Got to the river before the sun hit the water. We worked our way upstream from a few hundred yards above the lake all the way up about a mile and a half. Found a few stretches that were holding fish. Spent the majority of our time fishing a large plunge pool and the run below. There were roughly 8-10 fish kicking around in this stretch, including a small lake run brown of about 5 pounds. Unfortunately the only hookup we had was a creek chub, but it was the first fish sgt. Henry caught on a fly rod and he was pretty proud of it. Even if it didn't put up much of a fight on a 7 wt. switch rod.
After a bit, jumped up a little higher on the creek. Saw one fish roughly 7 miles up from the lake. With the flow that we had, I was surprised to see her that far up. After we spotted that fish, we had to turn tail and pack out though. The weather was warm, the water was cold, and the trees were beautiful. Just enjoying the scenery, seeing some fish, and teaching good technique would be our prize.
A pic from today
|Posted on September 29, 2015 at 8:00 PM||comments (0)|
I made it out a few times over the weekend to check out the New York creeks. I stopped at a little creek the first morning and saw a roller out past casting distance in the lake near the mouth. The rest of the morning I walked upstream. Saw a bunch of tiny steelhead and wondered whether they were wild or stocked. Like many of New York's small creeks, this one does have some natural reproduction. Since I had my floating line on the switch and steelhead dry box with me I skated over them. Caught a couple. All had an adipose fin clip. Looks like New York is marking fish now.
A few days later I headed to the Catt. The natives are mining a ton of gravel out of the river at the cabbage patch which is muddying up the water below. So I walked up. The river was at about 140 CFS beautiful emerald green in the deep pools and clear through the riffles. I put on a black and orange skater and worked my way up a ways, but didnt have any luck.
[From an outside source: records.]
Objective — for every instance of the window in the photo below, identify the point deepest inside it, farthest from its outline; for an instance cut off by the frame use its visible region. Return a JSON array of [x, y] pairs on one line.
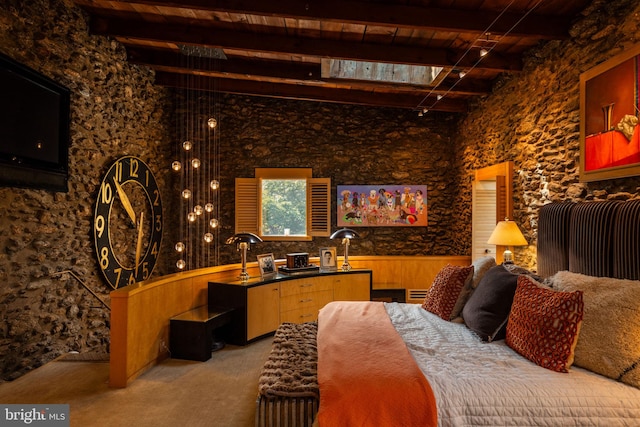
[[283, 204]]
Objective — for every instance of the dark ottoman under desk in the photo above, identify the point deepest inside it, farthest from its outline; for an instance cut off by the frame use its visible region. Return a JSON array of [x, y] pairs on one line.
[[191, 333]]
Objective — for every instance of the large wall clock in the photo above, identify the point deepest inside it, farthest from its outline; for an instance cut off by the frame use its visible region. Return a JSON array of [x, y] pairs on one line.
[[128, 222]]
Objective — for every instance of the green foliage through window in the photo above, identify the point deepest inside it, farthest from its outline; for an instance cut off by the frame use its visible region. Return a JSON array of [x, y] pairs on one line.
[[284, 207]]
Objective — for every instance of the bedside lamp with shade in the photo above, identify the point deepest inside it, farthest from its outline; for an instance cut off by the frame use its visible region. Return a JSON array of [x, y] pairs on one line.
[[346, 234], [507, 234], [243, 243]]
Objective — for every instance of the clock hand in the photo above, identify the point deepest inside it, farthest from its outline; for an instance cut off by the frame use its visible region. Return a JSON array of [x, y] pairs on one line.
[[125, 201], [139, 243]]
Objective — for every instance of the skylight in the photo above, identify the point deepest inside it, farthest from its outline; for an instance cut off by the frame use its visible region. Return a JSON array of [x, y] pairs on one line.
[[380, 72]]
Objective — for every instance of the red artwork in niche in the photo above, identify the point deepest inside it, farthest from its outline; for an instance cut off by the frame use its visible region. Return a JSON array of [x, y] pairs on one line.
[[610, 97]]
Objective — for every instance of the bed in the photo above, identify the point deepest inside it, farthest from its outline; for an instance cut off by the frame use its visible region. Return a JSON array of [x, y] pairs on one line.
[[476, 359]]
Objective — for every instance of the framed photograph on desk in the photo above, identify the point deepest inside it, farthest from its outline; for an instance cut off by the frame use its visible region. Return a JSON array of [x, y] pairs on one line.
[[328, 259], [267, 265]]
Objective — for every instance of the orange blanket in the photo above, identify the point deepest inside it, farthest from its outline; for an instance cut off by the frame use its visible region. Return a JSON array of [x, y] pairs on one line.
[[366, 374]]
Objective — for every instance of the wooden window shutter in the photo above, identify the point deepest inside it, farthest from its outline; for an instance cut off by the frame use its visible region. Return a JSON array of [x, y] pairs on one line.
[[502, 203], [319, 192], [247, 205]]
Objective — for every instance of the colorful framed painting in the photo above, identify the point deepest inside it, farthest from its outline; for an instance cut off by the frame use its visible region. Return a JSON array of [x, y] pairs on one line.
[[382, 206], [609, 131]]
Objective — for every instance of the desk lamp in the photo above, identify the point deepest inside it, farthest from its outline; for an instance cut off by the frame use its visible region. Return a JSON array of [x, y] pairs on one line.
[[507, 234], [243, 243], [346, 234]]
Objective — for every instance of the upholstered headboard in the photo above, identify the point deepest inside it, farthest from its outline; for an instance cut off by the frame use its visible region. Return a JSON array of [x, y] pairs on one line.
[[593, 238]]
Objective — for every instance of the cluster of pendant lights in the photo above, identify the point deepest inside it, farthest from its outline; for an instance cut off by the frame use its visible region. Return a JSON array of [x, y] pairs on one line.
[[198, 167], [200, 202]]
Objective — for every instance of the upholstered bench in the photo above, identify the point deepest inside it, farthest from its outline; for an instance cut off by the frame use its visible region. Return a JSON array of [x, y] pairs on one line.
[[288, 392]]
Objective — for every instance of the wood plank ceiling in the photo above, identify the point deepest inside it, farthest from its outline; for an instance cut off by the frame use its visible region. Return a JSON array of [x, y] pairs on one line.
[[277, 48]]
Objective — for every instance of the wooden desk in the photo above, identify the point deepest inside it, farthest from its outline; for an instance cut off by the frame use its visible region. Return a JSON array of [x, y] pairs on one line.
[[261, 305]]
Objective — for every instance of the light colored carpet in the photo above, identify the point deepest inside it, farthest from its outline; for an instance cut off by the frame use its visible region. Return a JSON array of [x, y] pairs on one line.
[[219, 392]]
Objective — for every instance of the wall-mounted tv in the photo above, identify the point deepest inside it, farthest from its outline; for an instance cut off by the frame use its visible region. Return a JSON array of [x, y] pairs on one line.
[[34, 129]]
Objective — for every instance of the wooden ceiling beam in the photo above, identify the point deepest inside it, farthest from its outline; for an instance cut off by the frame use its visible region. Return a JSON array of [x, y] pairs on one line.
[[396, 15], [311, 93], [245, 69], [222, 38]]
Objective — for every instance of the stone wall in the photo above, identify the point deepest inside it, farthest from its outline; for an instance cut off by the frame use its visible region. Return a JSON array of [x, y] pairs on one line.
[[533, 118], [350, 145], [115, 110]]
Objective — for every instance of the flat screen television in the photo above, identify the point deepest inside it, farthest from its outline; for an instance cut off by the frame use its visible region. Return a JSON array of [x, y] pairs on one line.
[[34, 129]]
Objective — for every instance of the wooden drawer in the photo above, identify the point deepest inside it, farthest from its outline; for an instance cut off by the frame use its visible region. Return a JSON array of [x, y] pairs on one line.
[[352, 287], [306, 285], [300, 315], [305, 300]]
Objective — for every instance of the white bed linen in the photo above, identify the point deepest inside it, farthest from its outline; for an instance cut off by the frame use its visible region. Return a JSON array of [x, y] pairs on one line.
[[488, 384]]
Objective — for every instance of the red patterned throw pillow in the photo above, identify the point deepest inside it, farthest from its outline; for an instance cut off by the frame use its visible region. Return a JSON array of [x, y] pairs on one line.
[[445, 290], [544, 324]]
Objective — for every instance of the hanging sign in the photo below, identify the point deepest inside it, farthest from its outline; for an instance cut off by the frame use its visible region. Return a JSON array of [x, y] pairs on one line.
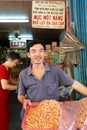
[[48, 14]]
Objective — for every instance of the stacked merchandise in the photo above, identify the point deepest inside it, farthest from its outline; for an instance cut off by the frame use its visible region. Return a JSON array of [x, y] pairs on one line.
[[53, 115]]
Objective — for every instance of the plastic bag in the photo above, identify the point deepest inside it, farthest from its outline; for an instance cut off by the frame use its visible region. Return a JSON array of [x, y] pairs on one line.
[[71, 115]]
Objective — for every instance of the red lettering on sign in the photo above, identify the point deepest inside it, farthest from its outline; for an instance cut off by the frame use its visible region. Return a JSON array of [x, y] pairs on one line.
[[37, 17], [47, 17], [58, 18]]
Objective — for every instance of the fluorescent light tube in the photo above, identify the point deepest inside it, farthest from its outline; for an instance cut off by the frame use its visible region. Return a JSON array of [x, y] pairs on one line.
[[14, 20]]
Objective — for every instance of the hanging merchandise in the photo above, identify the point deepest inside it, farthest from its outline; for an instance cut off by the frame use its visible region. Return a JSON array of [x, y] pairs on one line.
[[71, 43]]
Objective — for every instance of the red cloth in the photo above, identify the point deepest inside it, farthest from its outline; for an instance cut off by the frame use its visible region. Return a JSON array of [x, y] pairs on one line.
[[4, 100]]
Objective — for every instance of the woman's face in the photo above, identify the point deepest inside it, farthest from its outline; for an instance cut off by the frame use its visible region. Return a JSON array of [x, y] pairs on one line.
[[13, 63], [37, 54]]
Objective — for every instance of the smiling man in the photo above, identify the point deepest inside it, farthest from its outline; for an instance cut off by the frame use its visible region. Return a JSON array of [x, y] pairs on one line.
[[41, 80]]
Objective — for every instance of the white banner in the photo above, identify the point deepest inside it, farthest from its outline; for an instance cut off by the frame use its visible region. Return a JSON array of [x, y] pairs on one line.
[[48, 14]]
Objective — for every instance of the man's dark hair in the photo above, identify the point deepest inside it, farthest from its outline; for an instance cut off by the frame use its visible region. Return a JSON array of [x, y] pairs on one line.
[[13, 56], [34, 42]]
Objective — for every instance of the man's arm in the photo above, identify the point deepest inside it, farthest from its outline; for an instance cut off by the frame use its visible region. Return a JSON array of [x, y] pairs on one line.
[[22, 99]]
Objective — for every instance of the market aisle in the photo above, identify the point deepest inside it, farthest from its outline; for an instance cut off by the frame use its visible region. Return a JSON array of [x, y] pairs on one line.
[[15, 123]]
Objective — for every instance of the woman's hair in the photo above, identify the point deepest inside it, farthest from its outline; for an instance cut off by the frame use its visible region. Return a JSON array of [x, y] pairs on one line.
[[34, 42], [13, 56]]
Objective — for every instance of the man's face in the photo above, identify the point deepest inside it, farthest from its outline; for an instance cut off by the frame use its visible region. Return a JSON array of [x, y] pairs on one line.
[[37, 54]]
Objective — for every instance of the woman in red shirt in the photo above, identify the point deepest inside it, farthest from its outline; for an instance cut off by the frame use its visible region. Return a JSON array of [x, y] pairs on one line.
[[6, 85]]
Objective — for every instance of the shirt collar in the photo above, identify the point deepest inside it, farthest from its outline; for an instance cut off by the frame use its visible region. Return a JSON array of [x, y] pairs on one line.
[[47, 69]]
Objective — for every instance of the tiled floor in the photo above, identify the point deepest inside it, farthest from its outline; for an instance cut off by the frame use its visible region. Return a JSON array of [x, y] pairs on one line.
[[15, 123]]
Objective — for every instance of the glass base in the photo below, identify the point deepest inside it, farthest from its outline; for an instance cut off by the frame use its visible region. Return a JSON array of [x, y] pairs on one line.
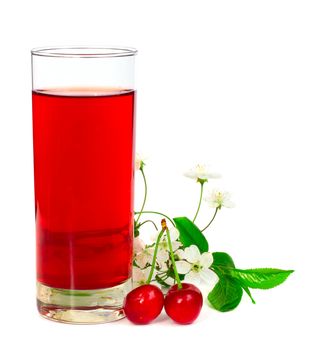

By then it was mid-morning, the sun was poking out of the coulds and the air was in the 70s. Took a water temp and it was 66, but would likely heat up with the sun. On my way out, I stopped at a pool I'd already run through on the surface with a skater and switched up to a white and tan spey. Still used a floating line and a long leader, but traditionals tied on salmon irons can sink pretty well especially in deeper slower pools. About my third cast I got spanked pretty hard but the fish didn't get the point. So I walked upstream a few paces and started casting again. My adrenaline spiked as I neared the spot I got grabbed at. Ended up fishing the whole pool through without another take. By that time it was noon, and I wasnt trying to be fishing when the water temps hit 70.
With rain in the forecast for most of this week and high temps below 65 degrees (highs in the 50s through Saturday!), and no more 70s in sight, its time to dust off the sticks.
Little Creek needs some water
Saw this nice shooter buck on the Catt. Sorry the pic is a little out of focus.